Outra questão envolvida nesse contexto, que McGregor (in Cordeiro, 1979, p.50) chama
a atenção, e que de certa forma já foi comentada anteriormente, é o temor, por parte
dos administradores, frente as conseqüências que podem vir ao fornecerem um
ambiente no qual o trabalhador possa opinar e ter um maior grau de autonomia. Os
empresários consideram estas atitudes certa ameaça à organização. Isto é um erro
conforme o autor. E eu assino embaixo. Para mim, frente a isto, resulta um
questionamento óbvio: Que consistência e qualidade tem a empresa que teme a opinião
e a atitude de seus próprios colaboradores?

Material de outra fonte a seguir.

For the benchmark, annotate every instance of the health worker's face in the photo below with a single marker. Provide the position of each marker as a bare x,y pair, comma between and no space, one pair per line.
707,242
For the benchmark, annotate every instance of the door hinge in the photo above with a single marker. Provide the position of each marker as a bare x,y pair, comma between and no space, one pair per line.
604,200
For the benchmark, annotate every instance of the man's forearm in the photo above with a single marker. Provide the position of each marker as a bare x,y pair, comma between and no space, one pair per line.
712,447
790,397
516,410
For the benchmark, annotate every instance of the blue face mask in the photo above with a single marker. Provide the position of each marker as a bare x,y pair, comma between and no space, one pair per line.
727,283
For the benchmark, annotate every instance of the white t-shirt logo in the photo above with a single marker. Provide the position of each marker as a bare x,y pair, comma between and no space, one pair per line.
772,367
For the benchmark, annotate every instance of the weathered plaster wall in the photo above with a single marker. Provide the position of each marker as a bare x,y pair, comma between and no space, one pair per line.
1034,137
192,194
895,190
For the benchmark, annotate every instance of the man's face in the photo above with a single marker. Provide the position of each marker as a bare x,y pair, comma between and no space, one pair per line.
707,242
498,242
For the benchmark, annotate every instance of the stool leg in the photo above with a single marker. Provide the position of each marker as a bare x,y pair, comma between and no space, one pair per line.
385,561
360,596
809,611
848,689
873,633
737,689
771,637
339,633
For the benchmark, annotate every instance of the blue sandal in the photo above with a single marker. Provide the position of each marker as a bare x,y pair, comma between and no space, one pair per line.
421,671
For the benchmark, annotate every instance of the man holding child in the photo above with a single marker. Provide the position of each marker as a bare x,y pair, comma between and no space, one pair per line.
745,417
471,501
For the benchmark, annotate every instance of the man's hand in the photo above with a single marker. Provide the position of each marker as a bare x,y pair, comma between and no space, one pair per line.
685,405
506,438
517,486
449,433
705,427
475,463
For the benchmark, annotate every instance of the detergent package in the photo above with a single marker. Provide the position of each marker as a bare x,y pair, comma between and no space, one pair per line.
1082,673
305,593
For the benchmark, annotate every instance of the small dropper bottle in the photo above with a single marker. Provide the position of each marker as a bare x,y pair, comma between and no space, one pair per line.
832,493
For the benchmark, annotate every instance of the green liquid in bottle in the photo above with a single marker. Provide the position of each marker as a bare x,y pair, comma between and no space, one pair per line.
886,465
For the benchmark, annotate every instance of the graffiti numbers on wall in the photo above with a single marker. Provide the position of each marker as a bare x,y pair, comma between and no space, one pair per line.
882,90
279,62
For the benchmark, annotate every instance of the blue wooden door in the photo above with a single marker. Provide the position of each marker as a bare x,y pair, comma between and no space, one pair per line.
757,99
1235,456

Estudos e pesquisas de diferentes épocas, como a já citada de Mayo, de quase cem anos
atrás, demonstram que a empresa só tem a ganhar fornecendo um local de trabalho
aonde as pessoas sintam suas necessidades satisfeitas e possam estar presente de
forma mais autêntica. Reginatto (2000, p.22), por sua vez, é direto ao dizer: “Forme uma
equipe de autênticos”, quando fala sobre a chave do sucesso para profissionais de
muitas áreas neste milênio. Ou seja, muda a década, muda o século, muda o milênio… E
as pessoas continuam em busca da valorização da pessoa no ambiente de trabalho. Algo
tão simples, mas que se torna tão complexo…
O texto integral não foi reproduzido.